Farrell bought it out of foreclosure in 2022 and completely rehabbed it, including restoring two vintage barns on the site. The eight-month renovation turned an abandoned project into what she calls a “classic transitional modern Hampton home with a neutral color palette that feels inviting and calming.”
“It was like a gift that we could walk into this home, reimagine it, move a few walls around, finish the unfinished space and bring new life into additional outbuildings,” she says.


The reimagined compound sold in September 2023 for $27,500,000 — but not before Leonardo DiCaprio rented it for a weekend with a group of friends. (Local media reports note he obeyed the rules and left the house as pristine as he found it.)
The project was also the testing ground for a concept she’s hoping will be a key component of her business model: partnerships with makers of “products for living” that include furnishings, bedding, appliances and customized home gym equipment — even paint color collections for Sherwin-Williams imbued by her aesthetic and personal back stories.
For the Sagg Main project, Farrell sought out Technogym as the exclusive provider for the room she describes as more of a wellness space than a gym.
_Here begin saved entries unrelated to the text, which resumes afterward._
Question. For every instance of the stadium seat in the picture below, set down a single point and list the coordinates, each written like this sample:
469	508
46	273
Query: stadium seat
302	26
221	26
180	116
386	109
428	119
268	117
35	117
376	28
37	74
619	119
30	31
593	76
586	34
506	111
“I immediately saw its potential to feel like an extension of the home,” she says. “I didn’t want to transition to a cold porcelain or concrete tile floor. I wanted all warm colors and to make an inviting space … less like an industrial gym and more specifically like a wellness space. The wellness conversation is a huge piece of what I like to integrate into the home.”
Kristen’s crystal ball
She’s taking that concept on the road and broadening it in a current venture in Stevensville, Mont., a town of about 2,000 people 30 miles south of Missoula. An avid hiker, Farrell had been trekking in Glacier National Park the past decade, fell in love with the beauty and lifestyle and looked for an opportunity to leverage that in a construction project. She found that in the Bitterroot Valley, known for its diverse outdoor lifestyle and, more recently, as the backdrop for the “Yellowstone” series. At the end of 2023, she closed on a 20-acre property with a four-bedroom house, a river and a pond at the base of a main hiking trail, incorporating the broader wellness concept of the great outdoors. The renovations were slated for completion last August, with plans to furnish it in context of the locale.
The experience so far—and so far from the glittery beaches of the Hamptons — has exceeded her expectations.
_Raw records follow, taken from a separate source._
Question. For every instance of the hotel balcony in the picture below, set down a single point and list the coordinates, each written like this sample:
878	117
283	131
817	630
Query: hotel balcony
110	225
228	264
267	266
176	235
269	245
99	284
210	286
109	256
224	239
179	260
“I definitely plan on developing more out there, but with the same intention I’ve always brought to my work,” she says. “Not just throw product into the marketplace, but to bring a unique vision to that market one project by one.”
Farrell says she’s proud to be one of the few female builders out there and to have gained respect from the tradesmen and all other stakeholders in the complicated process of design-to-build. But, in the end, she says, it’s her vision for the end product as a home for someone that drives her.
“For me, it’s about the feeling that comes from the intention at the start of the process and carried through with authenticity ’til the end. That’s what I’m about personally and I really want that to show in my work product.”